You are on page 1of 6

big data storage

Posted by: Margaret Rouse


WhatIs.com
Contributor(s): Garry Kranz






Big data storage is a compute-and-storage architecture that collects and manages large data sets
and enables real-time data analytics.

Companies apply big data analytics to get greater intelligence from metadata. In most cases, big
data storage uses low-cost hard disk drives, although moderating prices for flash appear to have
opened the door to using flash in servers and storage systems as the foundation of big data
storage. These systems can be all-flash or hybrids mixing disk and flash storage.

The data itself in big data is unstructured, which means mostly file-based and object storage.

Although a specific volume size or capacity is not formally defined, big data storage usually
refers to volumes that grow exponentially to terabyte or petabyte scale.

The big promise behind big data

Several factors have fueled the rise of big data. People now store and keep more information
than ever before due to widespread digitization of paper records among businesses. The
proliferation of sensor-based Internet of Things (IoT) devices has led to a corresponding rise in
the number of applications based on artificial intelligence (AI), which is an enabling technology
for machine learning. These devices generate their own data without human intervention.

A misconception about big data is that the term refers solely to the size of the data set. Although
this is true in the main, the science behind big data is more focused. The intention is to mine
specific subsets of data from multiple, large storage volumes. This data may be widely dispersed
in different systems and may not have an obvious correlation. The objective is to unify the data
with structure and intelligence to allow it to be rapidly analyzed.

The ability to collect different data from various sources, and place those associations in an
understandable context, allows an organization to glean details that are not readily apparent
otherwise. The analysis is used to inform decision-making, such as examining online browsing
behavior to tailor product and services to a customer's habits or preferences.
Big data analytics has paved the way for DevOps organizations to emerge as a strategic analytics
arm within many enterprises. Companies in finance, health care and energy need to analyze data
to pinpoint trends and improve business functions. In the past, businesses were limited to using a
data warehouse or high-performance computing (HPC) cluster to parallelize batch processing of
structured data, a process that could take days or perhaps weeks to complete.

By contrast, big data analytics processes large semi-structured or unstructured data and streams
the results within seconds. Google and Facebook exploit fast big data storage to serve targeted
advertising to users as they surf the Internet, for example. A data warehouse or HPC cluster may
be used separately as an adjunct to a big data system.

Analyst firm IDC estimates the market for big data storage hardware, services and software to
generate $151 billion in 2017, achieving through 2020 a compound annual growth rate of nearly
12%, when revenues are pegged to hit $210 billion.

Big data storage demand will approach 163 zettabytes by 2025, according to a separate 2017
report by IDC and Seagate. The report attributes the growth to increased use of cognitive
computing, embedded systems, machine learning, mobile devices and security.

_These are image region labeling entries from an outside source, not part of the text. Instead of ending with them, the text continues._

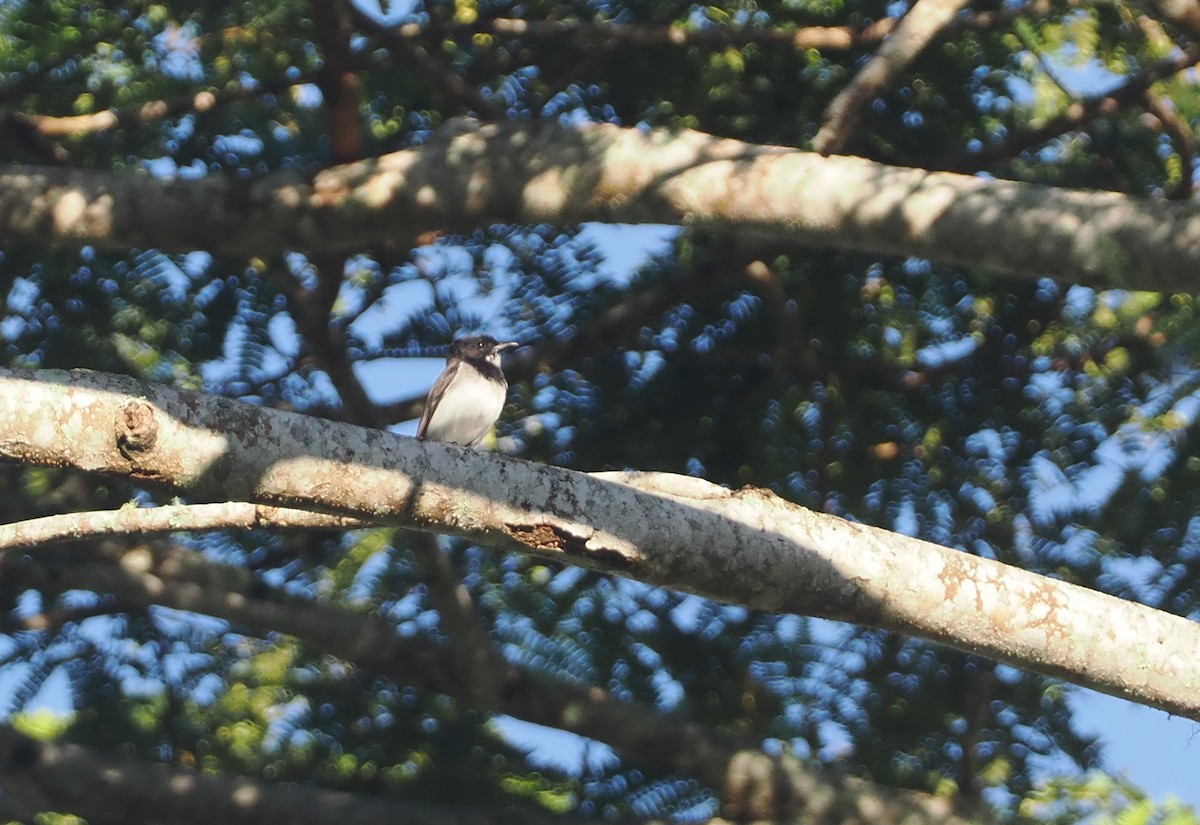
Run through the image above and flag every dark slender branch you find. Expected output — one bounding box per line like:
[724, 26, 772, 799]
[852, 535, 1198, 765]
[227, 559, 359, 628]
[812, 0, 967, 155]
[934, 46, 1200, 171]
[379, 0, 1056, 52]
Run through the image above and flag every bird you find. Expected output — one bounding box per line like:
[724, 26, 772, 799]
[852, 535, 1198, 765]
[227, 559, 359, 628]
[416, 336, 521, 447]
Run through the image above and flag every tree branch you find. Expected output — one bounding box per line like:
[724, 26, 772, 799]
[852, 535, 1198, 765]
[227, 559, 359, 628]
[0, 728, 583, 825]
[0, 371, 1200, 721]
[936, 46, 1200, 172]
[0, 124, 1200, 291]
[370, 0, 1051, 52]
[812, 0, 968, 155]
[0, 537, 993, 825]
[0, 501, 368, 553]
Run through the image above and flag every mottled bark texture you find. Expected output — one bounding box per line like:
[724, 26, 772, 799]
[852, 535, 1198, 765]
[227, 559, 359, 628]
[0, 121, 1200, 291]
[0, 371, 1200, 721]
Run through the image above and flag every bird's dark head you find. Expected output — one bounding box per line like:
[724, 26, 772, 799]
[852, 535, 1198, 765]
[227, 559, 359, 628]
[450, 336, 521, 367]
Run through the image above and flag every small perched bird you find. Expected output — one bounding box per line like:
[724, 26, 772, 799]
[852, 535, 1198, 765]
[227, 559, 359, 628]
[416, 336, 521, 447]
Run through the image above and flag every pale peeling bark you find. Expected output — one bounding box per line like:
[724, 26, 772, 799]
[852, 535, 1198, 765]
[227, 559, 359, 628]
[0, 544, 991, 825]
[0, 371, 1200, 721]
[0, 124, 1200, 291]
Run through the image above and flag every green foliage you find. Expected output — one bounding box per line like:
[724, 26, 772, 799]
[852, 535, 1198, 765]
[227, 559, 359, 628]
[0, 0, 1200, 823]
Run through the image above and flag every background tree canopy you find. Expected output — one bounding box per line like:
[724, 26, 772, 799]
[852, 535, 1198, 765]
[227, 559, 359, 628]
[0, 0, 1200, 821]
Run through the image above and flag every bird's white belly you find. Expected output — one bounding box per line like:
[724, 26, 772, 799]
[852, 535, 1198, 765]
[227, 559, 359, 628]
[425, 371, 506, 447]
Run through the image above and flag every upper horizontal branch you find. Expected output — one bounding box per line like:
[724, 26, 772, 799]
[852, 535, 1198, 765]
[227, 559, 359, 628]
[0, 124, 1200, 291]
[0, 371, 1200, 721]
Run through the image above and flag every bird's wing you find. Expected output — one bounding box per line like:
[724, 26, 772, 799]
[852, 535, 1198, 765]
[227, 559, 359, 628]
[416, 360, 462, 439]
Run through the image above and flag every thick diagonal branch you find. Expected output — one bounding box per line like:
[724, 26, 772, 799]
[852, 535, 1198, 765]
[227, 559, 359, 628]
[0, 124, 1200, 291]
[0, 371, 1200, 721]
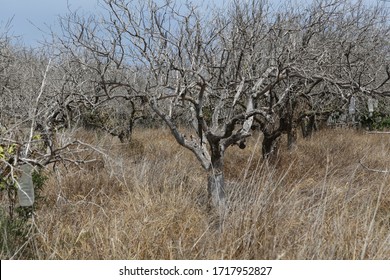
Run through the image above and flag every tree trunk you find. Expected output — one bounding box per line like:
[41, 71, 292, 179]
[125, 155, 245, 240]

The components of big data storage infrastructure

A big data storage system clusters a large number of commodity servers attached to high-
capacity disk to support analytic software written to crunch vast quantities of data. The system
relies on massively parallel processing databases to analyze data ingested from a variety of
sources.

Big data often lacks structure and comes from various sources, making it a poor fit for
processing with a relational database. The Apache Hadoop Distributed File System (HDFS) is
the most prevalent analytics engine for big data, and is typically combined with some flavor of a
NoSQL database.

Big Data Storage Methods


In this video, Ben Woo, managing editor of Neuralytix discusses Hadoop and storage for big
data projects.
 

Ben Woo, managing editor of Neuralytix Inc., discusses Hadoop and storage for big data
projects.

Hadoop is open source software written in the Java programming language. HDFS spreads the
data analytics across hundreds or even thousands of server nodes without a performance hit.
Through its MapReduce component, Hadoop distributes processing in this way as a safeguard
against catastrophic failure. The multiple nodes serve as a platform for data analysis at a
network's edge. When a query arrives, MapReduce executes processing directly on the storage
node on which data resides. Once analysis is completed, MapReduce gathers the collective
results from each server and “reduces” them to present a single cohesive response.
How big data storage compares to traditional enterprise storage

Big data can bring an organization a competitive advantage from large-scale statistical analysis
of the data or its metadata. In a big data environment, the analytics mostly operate on a
circumscribed set of data, using a series of data mining-based predictive modeling forecasts to
gauge customer behaviors or the likelihood of future events.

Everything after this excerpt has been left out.